The attackers stole nearly 100 gigabytes of data and threatened to release it virtually.
It is the end of year, and we are looking back at some of the major cyberattacks taking place in 2021. During the month of December, we dedicate one blogpost a week to update you on a specific attack and what made it so significant. This week we are focusing on a ransomware attack that most of us remember, the attack forcing the US to declare state of emergency.
The Colonial Pipeline cyberattack
In May this year one of the biggest pipeline systems in the world stopped all its operations due to a ransomware cyberattack. Today, the Colonial pipeline attack is listed as one of the cybercrimes with most impact taking place in 2021.
The Colonial pipeline compromises more than 5,500 miles of pipe and is one of the largest and most vital oil pipelines in the US. The construction starts in Texas and moves all the way up through New Jersey, providing almost half of the total fuel used for the East Coast.
The cyberattack infected some of the pipeline’s digital systems and made them shut down for several days. The billing system was compromised and according to CNN sources in the company, the main reasons for pausing the pipeline operation was the failure to bill the customers and the concerns that the hackers might had obtained information enabling them to proceed with additional attacks on the pipeline.
Consumers and airlines along the whole East Coast were affected by the shutdown. The hack was considered a national security threat, as the pipeline moves oil from refineries to industry markets. Due to this background, President Joe Biden decided to declare state of emergency, according to The Denver Post.
Except from shutting down the operations, The New York Times states that the cybercriminals stole nearly 100 gigabytes of data and threatened to release it virtually if a ransom was not paid. In order to protect themselves, the company with help from the FBI, paid the hackers a ransom of nearly 5 million dollars (75 bitcoins). After the ransom was paid, the hackers provided the company with a decryption tool to restore the network. A decryption toll which in the end operated so slow that Colonials own backups were used to bring the system back online.

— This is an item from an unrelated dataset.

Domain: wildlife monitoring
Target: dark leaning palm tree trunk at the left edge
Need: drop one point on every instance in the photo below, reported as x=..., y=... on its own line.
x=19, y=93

The pipeline was completely shut down for six days and first on the 15 of May, the company reported having all their operations back on track.
The cybercriminals behind
The attackers were identified as a group known as DarkSide, which first entered the spotlight in 2020. The group targets victims using ransomware and extortion and is believed to be based in Eastern Europe. According to Charles Carmakal, CTO at cybersecurity firm Mandiant, the attackers accessed the Colonial Pipeline network through an exposed password for a VPN account, according to CRN. The group is sometimes described as an enterprise because of its professional looking webpage and its try to collaborate with journalists and decryption companies.
DarkSide has publicly stated that they prefer to target organization with the capability to pay large ransoms instead of hospitals, schools, non-profits organizations and governments. The group is considered to aim at creating a “robin hood” image, by sometimes posting receipts of donations to charity organizations. Over the last year, 90 million in bitcoin ransom payments were made to DarkSide or their affiliates, originating from 47 distinct wallets, according to the blockchain analytics firm Elliptic.
Facts about ransomware
Ransomware is as a type of malicious software threatening to block access to a victim’s data or publish it if a ransom is not paid. There are different types of ransomwares, advanced and simple once. The simple once tend to lock the system in a manner that is easily reversible meanwhile more advanced malware uses a technique called crypto-viral extortion. With this technique the victims’ files are encrypted, making them inaccessible unless a ransom is paid in order to decrypt them. In a well implemented ransomware extortion attack, it is often difficult to recover files with out the decryption tool. Additionally, it is also difficult to trace digital currencies such as Bitcoin, which is used for ransom transactions.
The annual share of ransomware attacks experienced worldwide by organizations has been on the rise since 2018, peaking at 68.5 percent in 2021, according to Statista.